Face à des dégâts agricoles qui continuent de remonter du terrain, le préfet prolonge d’un mois la période de chasse au sanglier dans l’ensemble du département. Objectif affiché : reprendre la main sur les populations, limiter les dégâts… et ne pas fermer les yeux sur le volet sanitaire.
Un mois de plus, parce que la pression ne retombe pas
L’administration justifie la prolongation par des saisines d’exploitants et un constat : malgré les prélèvements déjà réalisés et les interventions des lieutenants de louveterie, les dégâts perdurent.

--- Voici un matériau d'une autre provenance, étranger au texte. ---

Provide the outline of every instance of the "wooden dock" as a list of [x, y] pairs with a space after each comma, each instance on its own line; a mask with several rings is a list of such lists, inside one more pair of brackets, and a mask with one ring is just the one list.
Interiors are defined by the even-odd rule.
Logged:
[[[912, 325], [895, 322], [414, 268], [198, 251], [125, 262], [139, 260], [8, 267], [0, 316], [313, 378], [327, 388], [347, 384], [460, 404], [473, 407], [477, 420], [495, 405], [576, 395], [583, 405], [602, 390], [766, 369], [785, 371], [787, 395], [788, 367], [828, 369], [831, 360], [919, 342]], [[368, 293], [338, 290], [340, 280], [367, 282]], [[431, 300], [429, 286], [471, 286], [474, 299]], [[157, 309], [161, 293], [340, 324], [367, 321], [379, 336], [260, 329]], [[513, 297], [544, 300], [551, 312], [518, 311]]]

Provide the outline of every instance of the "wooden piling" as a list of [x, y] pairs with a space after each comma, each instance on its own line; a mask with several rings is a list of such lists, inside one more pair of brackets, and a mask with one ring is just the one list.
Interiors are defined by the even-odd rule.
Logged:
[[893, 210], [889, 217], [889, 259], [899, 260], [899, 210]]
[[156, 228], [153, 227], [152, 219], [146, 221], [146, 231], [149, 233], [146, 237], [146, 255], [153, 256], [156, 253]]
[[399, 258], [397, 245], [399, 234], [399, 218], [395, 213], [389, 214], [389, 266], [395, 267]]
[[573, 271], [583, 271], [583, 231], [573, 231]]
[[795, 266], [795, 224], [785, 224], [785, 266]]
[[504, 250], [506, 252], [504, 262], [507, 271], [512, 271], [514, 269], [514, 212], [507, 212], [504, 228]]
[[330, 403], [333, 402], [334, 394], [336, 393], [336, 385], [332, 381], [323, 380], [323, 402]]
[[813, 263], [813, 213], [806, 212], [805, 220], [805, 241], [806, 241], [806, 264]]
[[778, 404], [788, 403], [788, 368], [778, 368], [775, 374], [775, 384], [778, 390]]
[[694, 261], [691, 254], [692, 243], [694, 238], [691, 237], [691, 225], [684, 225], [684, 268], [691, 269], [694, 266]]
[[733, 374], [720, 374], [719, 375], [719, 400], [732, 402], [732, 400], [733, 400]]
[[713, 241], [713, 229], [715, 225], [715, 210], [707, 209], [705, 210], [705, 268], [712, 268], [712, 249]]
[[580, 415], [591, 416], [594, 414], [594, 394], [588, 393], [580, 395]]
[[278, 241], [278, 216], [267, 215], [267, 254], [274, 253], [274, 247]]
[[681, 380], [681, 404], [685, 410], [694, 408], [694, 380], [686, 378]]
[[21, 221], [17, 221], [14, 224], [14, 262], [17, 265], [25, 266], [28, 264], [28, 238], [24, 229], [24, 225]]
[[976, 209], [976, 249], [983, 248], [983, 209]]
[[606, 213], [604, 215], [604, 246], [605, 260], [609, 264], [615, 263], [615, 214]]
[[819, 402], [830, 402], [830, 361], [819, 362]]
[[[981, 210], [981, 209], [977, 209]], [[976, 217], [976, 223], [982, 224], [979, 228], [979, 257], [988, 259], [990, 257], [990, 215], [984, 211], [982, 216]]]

Résultat : la fermeture qui était fixée à fin février est repoussée au 31 mars 2026.
Jusqu’au 31 mars : approche, affût et battue possibles
Concrètement, le calendrier est étendu et la règle est simple : jusqu’au 31 mars, le sanglier reste chassable dans le département à l’approche, à l’affût ou en battue, dans le cadre habituel de l’exercice de la chasse. Le texte prévoit aussi la suite : comme à l’accoutumée, du 1er avril au 31 mai, la chasse du sanglier peut encore se pratiquer à l’affût et à l’approche, mais uniquement sur autorisation préfectorale individuelle.
Dégâts agricoles… et rappel sanitaire
Point à noter : la préfecture met également en avant le risque sanitaire, en citant notamment la tuberculose bovine. Un rappel qui vise à souligner que l’enjeu, dans ce type de dossier, ne se limite pas aux seules parcelles abîmées : il s’agit aussi de garder un œil sur la santé des élevages et sur la circulation de certaines maladies.